Overview:
This Data as a Service market report evaluates the technologies, companies, strategies, and solutions for DaaS. The report assesses business opportunities for enterprise use of own data, others' data, and a combination of both. The report also analyzes opportunities for enterprises to monetize their own data through various third-party DaaS offerings.
The report evaluates opportunities for DaaS in major industry verticals as well as the future outlook for emerging data monetization. Forecasts include global and regional projections by Sector, Data Collection, Source, and Structure from 2022 to 2027.
Select Report Findings:
- North America and Western Europe represent the two largest regional markets for DaaS
- IoT DaaS is growing nearly three times as fast as non-IoT DaaS, with much of its streaming data
- Structured data market remains greater than unstructured, but the latter will overtake the former
- Machine-sourced data is growing twice as fast as non-machine data, largely due to IoT apps and services
- Analytics as a Service is the largest opportunity and also one of the fastest-growing segments through 2027
- The DaaS market will receive a huge boost in both usage and revenue from edge computing and real-time data analytics
- Corporate data syndication will become a major driver of DaaS growth, but data security and privacy challenges will limit the expansion
Data by itself is useless. Data needs to be managed and presented in a manner that is useful as information. Data as a Service (DaaS) represents a service model in which data is transformed into useful information. DaaS is one part of the larger Everything as a Service (XaaS) cloud computing-based services model, including the traditional three horizontals of SaaS (Software as a Service), PaaS (Platform as a Service), and IaaS (Infrastructure as a Service). It intersects with all three and derives value from a number of different horizontals and verticals.

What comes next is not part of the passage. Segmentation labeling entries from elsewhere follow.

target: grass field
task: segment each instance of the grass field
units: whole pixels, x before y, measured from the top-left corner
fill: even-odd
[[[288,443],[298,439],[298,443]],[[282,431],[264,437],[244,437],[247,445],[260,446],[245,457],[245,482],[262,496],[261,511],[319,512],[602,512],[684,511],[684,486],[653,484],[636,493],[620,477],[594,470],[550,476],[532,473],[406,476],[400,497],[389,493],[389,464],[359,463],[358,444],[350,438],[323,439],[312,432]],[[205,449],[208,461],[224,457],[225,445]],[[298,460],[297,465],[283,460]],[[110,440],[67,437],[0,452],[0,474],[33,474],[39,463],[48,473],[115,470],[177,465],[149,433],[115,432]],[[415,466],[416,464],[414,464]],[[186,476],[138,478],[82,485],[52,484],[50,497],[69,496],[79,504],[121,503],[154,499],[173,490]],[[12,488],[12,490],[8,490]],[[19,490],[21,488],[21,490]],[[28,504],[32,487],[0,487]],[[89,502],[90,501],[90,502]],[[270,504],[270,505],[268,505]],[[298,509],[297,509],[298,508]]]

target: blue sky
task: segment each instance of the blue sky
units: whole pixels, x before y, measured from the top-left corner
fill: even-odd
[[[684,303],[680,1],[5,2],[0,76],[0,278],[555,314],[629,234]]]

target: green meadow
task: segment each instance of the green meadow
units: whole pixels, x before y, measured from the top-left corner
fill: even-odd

There is considerable competition in the market, happening at a variety of different levels, with features highly variable between vendors. This causes confusion for the enterprise and causes them to often choose two or more providers. Barriers to enterprise adoption of the DaaS model include security concerns, reliability, regulation, vendor lock-in/interoperability, IT management overhead, and other costs.
However, the reasons for implementing DaaS far outweigh the concerns, especially when it comes to IoT data, which must have flexible and scalable platforms for storage, processing, and distribution. Accordingly, enterprise organizations are five times more likely to implement DaaS for machine-generated IoT data than for static data located in corporate repositories or data lakes. The DaaS market must support both static and dynamic data, but the latter will benefit significantly more, especially as edge computing is implemented and real-time data is available.

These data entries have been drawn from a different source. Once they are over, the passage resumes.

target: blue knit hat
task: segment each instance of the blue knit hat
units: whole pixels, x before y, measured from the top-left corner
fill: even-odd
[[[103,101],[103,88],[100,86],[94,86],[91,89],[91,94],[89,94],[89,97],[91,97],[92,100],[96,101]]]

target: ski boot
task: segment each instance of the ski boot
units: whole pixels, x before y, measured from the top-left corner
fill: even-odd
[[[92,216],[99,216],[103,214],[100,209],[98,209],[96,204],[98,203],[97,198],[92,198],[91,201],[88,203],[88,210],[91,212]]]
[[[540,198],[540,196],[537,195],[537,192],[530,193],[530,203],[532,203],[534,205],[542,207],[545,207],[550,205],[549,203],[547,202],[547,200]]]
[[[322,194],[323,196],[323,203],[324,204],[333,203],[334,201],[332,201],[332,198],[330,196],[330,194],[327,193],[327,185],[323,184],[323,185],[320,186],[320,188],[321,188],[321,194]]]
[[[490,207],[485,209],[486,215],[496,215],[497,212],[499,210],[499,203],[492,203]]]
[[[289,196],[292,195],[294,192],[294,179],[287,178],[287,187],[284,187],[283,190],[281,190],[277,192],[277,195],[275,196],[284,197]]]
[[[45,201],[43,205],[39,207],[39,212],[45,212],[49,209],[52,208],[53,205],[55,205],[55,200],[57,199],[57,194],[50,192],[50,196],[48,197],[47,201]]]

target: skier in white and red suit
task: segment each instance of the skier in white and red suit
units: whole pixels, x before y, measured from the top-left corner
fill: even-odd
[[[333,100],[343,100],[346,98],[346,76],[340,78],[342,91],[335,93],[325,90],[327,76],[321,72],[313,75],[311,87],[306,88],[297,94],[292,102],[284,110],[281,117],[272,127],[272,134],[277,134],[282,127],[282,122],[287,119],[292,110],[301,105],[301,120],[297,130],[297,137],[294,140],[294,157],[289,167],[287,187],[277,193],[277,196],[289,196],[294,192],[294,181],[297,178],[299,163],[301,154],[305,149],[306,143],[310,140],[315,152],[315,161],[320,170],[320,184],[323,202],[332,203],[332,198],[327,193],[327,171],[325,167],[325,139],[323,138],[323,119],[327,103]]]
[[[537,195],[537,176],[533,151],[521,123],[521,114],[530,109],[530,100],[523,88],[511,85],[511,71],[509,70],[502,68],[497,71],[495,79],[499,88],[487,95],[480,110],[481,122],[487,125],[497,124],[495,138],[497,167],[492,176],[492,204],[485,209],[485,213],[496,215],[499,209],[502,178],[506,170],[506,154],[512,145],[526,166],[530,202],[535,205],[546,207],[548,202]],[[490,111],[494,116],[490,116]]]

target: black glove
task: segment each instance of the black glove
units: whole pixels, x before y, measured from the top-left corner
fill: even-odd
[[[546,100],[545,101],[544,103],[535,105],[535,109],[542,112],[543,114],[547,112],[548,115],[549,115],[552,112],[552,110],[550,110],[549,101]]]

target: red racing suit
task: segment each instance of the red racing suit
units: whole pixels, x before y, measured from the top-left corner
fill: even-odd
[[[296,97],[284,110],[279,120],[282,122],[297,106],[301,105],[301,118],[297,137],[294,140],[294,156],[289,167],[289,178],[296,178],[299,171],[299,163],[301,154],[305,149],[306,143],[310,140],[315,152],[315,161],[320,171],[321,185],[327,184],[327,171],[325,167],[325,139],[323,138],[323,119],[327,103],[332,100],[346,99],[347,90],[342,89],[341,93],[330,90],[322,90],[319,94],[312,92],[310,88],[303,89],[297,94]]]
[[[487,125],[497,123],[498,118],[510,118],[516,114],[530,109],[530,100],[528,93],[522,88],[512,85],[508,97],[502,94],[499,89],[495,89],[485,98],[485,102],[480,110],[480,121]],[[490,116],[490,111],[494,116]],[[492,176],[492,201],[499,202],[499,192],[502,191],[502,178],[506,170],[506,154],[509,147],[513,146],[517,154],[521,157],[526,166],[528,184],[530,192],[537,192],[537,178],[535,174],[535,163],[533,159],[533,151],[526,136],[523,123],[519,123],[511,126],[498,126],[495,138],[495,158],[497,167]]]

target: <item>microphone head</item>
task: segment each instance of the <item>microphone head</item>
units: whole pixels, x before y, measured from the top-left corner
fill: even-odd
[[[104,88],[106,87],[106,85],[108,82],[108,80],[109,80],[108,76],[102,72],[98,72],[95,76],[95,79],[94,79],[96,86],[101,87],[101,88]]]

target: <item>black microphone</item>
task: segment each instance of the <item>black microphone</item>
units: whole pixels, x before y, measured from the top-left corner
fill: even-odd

A surprising number of enterprises do not realize they have options for solutions that involve combinations of different data types including (1) their own data, (2) other companies' data, (3) public data, or a combination of all three. Accordingly, it was not surprising for the publisher of this report to find confusion even for many of those enterprise organizations already considering or implementing Data as a Service.
Another important opportunity area for DaaS is enterprise data syndication, which is the opportunity for companies of various sizes to syndicate (e.g. share and monetize) their data. This is one of the biggest opportunities for the Data as a Service market as a whole. However, there remain challenges above and beyond the core adoption barriers, which include specific security, privacy, and care of custody concerns.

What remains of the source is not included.